Depreende-se dos autos que o paciente, submetido a julgamento pelo Tribunal do Júri, foi condenado como incurso nas sanções do art. 121, § 2.º, inciso III do Código Penal, à pena de 12 (doze) anos de reclusão. Irresignada apelou a defesa. Mantida a condenação.

Persistindo o inconformismo, ajuizou a defesa revisão criminal a qual, julgada, absolveu o paciente. Daí o presente apelo raro no qual, a par de dissídio jurisprudencial, alega o Parquet violação ao disposto nos arts. 621, inciso I e 626, ambos do Código de Processo Penal.
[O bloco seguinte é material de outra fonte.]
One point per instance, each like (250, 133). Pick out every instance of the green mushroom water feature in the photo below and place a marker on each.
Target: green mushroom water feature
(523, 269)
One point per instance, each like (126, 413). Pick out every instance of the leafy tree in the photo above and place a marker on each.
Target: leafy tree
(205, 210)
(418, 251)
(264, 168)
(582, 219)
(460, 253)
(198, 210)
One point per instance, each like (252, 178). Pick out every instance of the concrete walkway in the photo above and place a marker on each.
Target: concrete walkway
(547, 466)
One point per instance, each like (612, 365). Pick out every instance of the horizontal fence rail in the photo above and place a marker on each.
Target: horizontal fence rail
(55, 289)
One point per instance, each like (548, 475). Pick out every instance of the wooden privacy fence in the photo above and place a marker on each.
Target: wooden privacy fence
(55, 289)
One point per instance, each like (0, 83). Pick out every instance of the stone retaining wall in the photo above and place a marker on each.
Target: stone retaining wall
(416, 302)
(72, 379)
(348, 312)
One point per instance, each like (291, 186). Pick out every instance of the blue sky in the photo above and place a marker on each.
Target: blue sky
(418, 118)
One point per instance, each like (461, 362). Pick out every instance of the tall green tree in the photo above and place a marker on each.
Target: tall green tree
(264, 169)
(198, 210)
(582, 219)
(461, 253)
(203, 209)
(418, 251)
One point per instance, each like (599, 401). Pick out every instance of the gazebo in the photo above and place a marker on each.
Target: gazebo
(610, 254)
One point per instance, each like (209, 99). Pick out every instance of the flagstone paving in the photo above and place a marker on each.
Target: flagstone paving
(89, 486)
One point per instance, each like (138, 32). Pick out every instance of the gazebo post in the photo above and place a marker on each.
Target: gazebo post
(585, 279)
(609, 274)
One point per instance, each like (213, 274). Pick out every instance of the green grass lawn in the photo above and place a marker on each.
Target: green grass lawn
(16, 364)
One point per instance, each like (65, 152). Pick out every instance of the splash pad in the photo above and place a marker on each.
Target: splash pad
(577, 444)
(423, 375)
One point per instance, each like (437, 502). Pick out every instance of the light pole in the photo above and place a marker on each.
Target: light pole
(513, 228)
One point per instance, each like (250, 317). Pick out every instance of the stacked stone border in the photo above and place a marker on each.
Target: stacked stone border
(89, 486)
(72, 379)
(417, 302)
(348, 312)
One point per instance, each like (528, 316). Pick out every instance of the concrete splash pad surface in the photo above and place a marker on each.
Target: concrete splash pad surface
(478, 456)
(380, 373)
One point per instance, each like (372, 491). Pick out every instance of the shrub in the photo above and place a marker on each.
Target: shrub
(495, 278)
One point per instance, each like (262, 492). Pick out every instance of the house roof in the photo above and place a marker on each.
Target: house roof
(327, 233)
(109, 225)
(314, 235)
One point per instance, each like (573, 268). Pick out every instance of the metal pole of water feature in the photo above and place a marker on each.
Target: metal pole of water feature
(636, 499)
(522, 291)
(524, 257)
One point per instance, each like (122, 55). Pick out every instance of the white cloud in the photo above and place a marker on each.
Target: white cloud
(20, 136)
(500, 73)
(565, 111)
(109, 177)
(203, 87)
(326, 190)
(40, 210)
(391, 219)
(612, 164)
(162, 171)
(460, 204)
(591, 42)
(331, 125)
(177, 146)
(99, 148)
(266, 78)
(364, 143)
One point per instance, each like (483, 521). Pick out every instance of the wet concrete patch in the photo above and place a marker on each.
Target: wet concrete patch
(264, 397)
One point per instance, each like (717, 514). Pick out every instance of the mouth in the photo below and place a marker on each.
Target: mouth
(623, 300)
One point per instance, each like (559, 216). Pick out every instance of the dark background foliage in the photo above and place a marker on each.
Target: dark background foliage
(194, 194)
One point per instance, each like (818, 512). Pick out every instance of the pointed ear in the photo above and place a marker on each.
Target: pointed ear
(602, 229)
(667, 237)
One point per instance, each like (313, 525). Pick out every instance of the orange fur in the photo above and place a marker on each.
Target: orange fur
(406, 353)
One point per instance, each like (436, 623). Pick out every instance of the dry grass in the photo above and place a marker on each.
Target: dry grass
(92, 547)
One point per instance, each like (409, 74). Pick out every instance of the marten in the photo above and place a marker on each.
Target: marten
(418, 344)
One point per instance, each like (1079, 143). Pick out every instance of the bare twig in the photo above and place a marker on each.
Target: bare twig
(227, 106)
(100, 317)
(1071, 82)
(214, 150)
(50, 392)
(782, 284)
Para tanto aduz que “em sede de revisão criminal, somente se cassa decisão, como contrária à evidência dos autos, que não se apoia em nenhuma prova” e “em revisão criminal, o e. Tribunal de Justiça pode determinar seja o réu submetido a novo julgamento pelo Júri, se entender que a decisão é manifestamente contrária à prova dos autos, mas não pode alterar a decisão do Conselho de Sentença” (fls.113/114).

Busca, ao final, seja cassada a decisão impugnada, por conseguinte restabelecida a condenação. Transcorreu in albis o prazo para oferecimento de contra-razões.
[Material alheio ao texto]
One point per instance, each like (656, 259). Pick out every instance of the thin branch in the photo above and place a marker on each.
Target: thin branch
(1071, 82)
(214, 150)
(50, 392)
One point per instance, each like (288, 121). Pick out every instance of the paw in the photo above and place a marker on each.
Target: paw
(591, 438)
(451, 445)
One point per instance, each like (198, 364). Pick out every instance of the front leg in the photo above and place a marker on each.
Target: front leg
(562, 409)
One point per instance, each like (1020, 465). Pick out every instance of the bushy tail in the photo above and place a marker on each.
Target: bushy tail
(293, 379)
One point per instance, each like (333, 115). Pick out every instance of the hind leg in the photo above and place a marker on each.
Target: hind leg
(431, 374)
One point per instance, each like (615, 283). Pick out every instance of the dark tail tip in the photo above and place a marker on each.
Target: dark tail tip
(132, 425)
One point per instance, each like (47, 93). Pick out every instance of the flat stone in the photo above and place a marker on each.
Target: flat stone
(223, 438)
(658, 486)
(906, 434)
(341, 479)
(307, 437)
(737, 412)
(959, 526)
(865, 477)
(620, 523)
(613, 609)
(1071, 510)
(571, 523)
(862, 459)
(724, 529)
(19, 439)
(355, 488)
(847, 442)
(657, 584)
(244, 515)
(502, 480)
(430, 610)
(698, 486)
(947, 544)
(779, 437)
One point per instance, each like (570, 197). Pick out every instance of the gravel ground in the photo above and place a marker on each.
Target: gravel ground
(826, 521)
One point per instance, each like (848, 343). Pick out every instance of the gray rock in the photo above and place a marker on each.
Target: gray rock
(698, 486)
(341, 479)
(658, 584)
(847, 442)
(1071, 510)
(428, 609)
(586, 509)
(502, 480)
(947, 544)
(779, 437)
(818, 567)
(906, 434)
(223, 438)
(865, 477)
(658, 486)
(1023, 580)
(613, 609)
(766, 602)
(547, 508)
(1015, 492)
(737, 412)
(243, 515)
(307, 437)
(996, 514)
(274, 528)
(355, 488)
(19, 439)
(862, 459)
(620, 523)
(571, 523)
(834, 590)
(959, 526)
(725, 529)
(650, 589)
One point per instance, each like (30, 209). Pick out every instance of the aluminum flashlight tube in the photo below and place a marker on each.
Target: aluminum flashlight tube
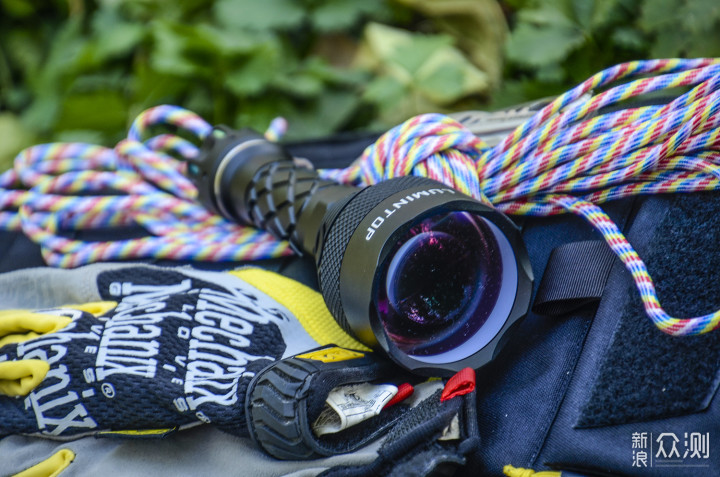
(429, 275)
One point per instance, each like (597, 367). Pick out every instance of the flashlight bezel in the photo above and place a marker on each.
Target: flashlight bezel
(357, 279)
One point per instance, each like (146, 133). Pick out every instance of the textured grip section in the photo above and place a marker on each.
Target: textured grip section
(278, 194)
(343, 228)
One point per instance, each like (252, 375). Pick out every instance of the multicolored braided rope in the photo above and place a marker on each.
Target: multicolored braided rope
(580, 150)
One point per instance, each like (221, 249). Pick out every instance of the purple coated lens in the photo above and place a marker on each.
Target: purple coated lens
(440, 283)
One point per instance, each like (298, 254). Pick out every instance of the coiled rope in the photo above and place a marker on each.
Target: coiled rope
(569, 157)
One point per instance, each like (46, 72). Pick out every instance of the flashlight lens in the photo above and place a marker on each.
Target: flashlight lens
(440, 283)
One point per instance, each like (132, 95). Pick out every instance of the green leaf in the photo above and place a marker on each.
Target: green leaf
(259, 14)
(183, 50)
(447, 76)
(339, 15)
(629, 38)
(16, 137)
(700, 16)
(321, 117)
(299, 85)
(549, 15)
(656, 15)
(114, 37)
(101, 110)
(535, 47)
(257, 72)
(18, 8)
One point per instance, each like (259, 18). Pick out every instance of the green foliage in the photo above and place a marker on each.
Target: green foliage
(83, 70)
(555, 44)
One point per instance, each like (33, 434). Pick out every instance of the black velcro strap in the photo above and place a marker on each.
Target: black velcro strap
(575, 276)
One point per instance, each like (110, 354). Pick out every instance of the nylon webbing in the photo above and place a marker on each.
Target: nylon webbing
(575, 276)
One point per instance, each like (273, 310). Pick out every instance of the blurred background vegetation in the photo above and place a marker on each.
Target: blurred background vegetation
(78, 70)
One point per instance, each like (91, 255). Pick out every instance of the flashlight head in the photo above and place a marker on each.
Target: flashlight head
(433, 277)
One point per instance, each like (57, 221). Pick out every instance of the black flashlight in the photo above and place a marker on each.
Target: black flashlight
(432, 277)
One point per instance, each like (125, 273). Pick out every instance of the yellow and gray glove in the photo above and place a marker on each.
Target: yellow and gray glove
(161, 349)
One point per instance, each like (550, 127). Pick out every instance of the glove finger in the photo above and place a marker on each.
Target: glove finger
(17, 326)
(18, 378)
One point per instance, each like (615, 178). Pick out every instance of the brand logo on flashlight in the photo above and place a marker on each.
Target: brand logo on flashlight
(380, 219)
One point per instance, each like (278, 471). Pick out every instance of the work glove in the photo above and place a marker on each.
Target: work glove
(153, 350)
(162, 350)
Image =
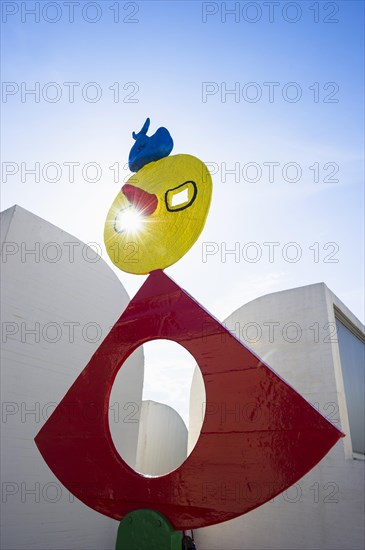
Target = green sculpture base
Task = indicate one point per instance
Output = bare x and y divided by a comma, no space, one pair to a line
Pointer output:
147,530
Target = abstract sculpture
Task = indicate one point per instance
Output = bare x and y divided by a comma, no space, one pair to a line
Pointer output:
237,463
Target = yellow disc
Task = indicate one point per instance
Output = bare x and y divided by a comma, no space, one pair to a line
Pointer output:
159,214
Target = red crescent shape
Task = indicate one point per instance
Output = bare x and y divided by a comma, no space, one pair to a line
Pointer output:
240,461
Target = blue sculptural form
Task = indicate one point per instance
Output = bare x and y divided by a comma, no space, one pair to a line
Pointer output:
148,149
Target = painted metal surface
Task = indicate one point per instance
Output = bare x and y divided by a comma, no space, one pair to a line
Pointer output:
244,456
159,214
149,149
147,530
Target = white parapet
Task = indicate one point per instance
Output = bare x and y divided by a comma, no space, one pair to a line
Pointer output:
309,337
162,442
59,299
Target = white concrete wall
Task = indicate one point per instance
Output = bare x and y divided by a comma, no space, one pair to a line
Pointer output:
325,509
162,441
71,305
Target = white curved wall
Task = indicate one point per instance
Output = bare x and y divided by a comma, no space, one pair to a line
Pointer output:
70,305
162,441
292,331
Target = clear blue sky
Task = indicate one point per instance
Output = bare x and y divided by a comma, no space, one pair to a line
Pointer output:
160,63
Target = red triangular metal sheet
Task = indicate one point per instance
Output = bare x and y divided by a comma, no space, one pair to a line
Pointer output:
241,460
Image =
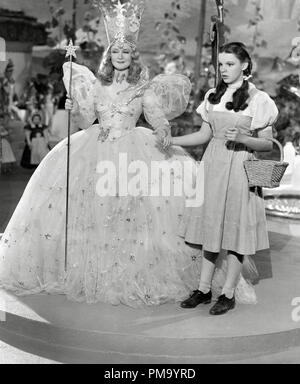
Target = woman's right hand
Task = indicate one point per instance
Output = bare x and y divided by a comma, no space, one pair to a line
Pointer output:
69,104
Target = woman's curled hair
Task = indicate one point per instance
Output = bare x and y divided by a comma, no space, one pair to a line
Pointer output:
106,70
241,95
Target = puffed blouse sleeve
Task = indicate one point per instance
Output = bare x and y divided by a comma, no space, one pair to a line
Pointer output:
154,113
83,94
203,108
264,113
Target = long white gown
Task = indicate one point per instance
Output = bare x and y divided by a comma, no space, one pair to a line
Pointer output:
122,249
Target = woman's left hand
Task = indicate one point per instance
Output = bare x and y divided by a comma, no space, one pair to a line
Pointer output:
234,134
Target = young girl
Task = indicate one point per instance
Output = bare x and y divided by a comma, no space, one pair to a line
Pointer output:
37,143
237,120
7,157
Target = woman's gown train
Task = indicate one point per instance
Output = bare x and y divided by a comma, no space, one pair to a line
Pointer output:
122,248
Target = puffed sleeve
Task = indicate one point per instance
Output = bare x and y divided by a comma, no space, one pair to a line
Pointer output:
264,113
154,113
83,94
203,108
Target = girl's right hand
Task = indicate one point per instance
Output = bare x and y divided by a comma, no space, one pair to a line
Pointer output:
69,104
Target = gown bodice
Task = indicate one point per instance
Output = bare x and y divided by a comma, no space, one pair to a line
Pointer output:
117,117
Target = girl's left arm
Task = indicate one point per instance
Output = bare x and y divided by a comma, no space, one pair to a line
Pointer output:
258,144
47,135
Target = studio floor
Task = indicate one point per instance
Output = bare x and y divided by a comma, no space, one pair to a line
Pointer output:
45,329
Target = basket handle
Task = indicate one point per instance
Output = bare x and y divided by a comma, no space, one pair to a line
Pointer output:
280,148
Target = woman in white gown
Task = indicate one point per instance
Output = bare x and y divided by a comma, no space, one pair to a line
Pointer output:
123,248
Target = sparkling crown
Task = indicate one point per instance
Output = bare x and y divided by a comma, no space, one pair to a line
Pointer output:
122,21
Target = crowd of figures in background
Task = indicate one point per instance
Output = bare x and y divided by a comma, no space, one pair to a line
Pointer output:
44,95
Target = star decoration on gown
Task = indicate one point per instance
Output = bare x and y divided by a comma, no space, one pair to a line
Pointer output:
120,8
71,49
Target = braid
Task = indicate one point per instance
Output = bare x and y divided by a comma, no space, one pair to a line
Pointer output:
240,98
241,95
215,97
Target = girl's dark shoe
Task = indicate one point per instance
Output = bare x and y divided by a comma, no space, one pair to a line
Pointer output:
222,306
197,298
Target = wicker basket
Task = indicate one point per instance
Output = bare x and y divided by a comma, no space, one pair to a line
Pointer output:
266,173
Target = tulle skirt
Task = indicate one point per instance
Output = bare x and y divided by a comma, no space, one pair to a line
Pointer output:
122,247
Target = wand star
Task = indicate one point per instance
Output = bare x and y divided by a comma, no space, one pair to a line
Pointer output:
71,49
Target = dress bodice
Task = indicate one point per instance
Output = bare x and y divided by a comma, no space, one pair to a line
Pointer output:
161,99
260,113
117,117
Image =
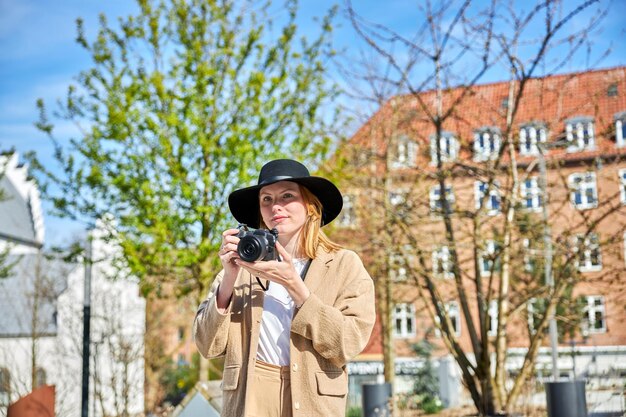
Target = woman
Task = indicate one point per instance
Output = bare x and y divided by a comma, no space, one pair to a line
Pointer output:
287,327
A d. Subprocuradoria-Geral da República se manifestou pelo provimento do recurso em parecer que recebeu a seguinte ementa:
“RECURSO ESPECIAL. REVISÃO CRIMINAL. DIREITO PROCESSUAL PENAL. Só há decisão contrária à prova dos autos quando não se apóia em nenhuma prova existente no processo e não quando os julgadores concluem que as provas são insuficientes ou precárias. PARECER PELO PROVIMENTO DO RECURSO” (fl. 211).

É o relatório.

Voto

O EXMO. SR. MINISTRO FELIX FISCHER: A tese veiculada no presente recurso especial merece prosperar. O recorrido, após ter sido condenado pelo Tribunal do Júri e após o trânsito em julgado, ajuizou pedido de revisão criminal que, uma vez julgado, o absolveu.
Entretanto, os fundamentos utilizados pela e. Corte de origem não se revelam idôneos.
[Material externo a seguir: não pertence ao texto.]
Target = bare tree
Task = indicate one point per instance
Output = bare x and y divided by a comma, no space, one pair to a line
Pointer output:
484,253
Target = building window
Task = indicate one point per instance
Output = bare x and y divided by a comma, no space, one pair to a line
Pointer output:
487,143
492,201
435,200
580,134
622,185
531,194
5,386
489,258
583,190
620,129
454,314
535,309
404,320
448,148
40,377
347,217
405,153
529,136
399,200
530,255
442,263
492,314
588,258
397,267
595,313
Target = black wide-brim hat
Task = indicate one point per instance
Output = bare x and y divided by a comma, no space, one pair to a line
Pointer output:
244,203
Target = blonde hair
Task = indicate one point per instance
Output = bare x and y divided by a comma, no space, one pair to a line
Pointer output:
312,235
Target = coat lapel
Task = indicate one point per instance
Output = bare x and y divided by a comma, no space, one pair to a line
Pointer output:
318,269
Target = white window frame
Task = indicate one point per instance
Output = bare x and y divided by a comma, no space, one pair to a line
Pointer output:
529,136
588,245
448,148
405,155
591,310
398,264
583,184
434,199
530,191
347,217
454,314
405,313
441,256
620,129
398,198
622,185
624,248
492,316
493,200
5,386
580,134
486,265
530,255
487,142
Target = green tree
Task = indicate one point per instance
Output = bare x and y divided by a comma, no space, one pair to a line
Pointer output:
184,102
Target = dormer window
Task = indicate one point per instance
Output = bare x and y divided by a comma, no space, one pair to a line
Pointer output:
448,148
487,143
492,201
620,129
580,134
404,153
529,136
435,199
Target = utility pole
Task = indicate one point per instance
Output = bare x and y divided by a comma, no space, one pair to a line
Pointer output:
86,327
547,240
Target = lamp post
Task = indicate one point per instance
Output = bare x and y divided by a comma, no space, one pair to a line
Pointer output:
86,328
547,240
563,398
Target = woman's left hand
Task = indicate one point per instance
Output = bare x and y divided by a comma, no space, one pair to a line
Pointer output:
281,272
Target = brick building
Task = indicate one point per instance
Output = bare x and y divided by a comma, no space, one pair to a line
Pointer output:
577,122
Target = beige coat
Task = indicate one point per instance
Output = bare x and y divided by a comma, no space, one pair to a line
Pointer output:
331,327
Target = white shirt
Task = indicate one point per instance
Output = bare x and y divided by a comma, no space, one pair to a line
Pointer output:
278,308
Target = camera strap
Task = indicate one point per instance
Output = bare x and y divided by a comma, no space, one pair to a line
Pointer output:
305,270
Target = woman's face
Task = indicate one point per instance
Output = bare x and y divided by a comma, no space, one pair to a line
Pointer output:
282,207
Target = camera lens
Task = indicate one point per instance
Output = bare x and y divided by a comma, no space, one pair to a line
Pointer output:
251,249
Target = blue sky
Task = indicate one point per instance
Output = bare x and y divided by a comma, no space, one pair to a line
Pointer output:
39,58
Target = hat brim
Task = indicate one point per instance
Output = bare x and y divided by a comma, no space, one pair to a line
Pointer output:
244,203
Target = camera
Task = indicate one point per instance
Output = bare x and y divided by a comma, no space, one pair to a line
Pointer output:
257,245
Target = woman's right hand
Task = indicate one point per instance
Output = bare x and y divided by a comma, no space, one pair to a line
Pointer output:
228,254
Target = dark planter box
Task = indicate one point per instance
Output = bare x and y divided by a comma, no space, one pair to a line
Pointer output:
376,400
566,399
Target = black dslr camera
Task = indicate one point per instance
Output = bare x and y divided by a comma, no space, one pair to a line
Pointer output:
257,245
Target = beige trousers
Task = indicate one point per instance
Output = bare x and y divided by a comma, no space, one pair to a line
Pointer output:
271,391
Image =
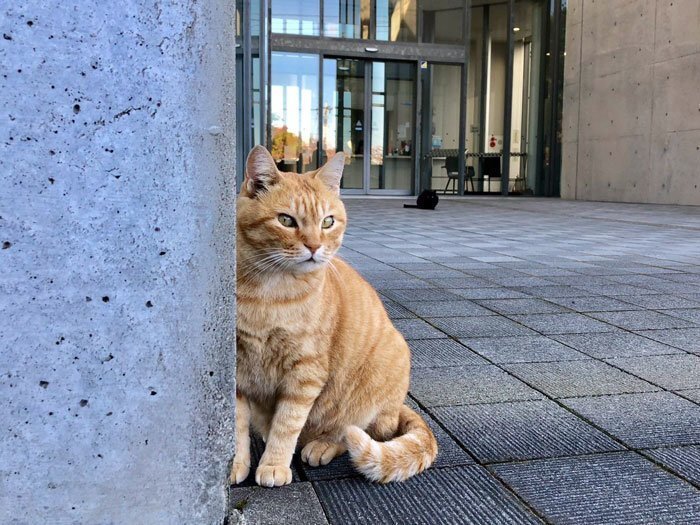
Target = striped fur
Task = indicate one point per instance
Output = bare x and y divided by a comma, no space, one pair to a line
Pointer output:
411,452
319,363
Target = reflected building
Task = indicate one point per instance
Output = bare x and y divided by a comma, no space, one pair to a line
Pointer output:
459,96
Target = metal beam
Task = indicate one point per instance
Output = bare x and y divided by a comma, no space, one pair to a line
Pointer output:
442,53
508,102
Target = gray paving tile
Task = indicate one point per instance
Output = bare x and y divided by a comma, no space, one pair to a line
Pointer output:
615,289
467,385
616,344
297,503
685,461
398,283
693,394
689,314
486,326
461,308
489,293
641,320
687,339
646,420
436,272
674,372
593,304
578,378
417,329
608,489
521,306
520,280
567,323
429,353
505,431
427,294
659,302
522,349
396,311
465,281
465,495
675,288
545,292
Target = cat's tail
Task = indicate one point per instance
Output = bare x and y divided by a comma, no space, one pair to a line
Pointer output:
412,451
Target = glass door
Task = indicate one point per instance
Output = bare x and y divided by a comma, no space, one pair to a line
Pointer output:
343,118
391,140
368,112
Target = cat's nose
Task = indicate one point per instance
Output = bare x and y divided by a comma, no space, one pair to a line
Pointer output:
312,247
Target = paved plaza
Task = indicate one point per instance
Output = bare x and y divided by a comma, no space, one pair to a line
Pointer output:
556,355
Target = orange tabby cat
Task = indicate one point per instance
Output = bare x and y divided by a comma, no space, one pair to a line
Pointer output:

Dispõe o art. 621 do Código de Processo Penal: “Art.621. A revisão dos processos findos será admitida:

I – quando a sentença condenatória for contrária ao texto expresso da lei penal ou à evidencia dos autos.”

O Pretório Excelso, ao interpretar este dispositivo, decidiu:

“- REVISÃO CRIMINAL. – SÓ HÁ DECISÃO CONTRARIA A EVIDENCIA DOS AUTOS QUANDO NÃO SE APOIA ELA EM NENHUMA PROVA EXISTENTE NO PROCESSO, NÃO BASTANDO, POIS, PARA O DEFERIMENTO DA REVISÃO CRIMINAL, QUE OS JULGADORES DESTA CONSIDEREM QUE O CONJUNTO PROBATÓRIO NÃO E CONVINCENTE PARA A CONDENAÇÃO (PRECEDENTES DO S.T.F.). RECURSO EXTRAORDINÁRIO CONHECIDO E PROVIDO.”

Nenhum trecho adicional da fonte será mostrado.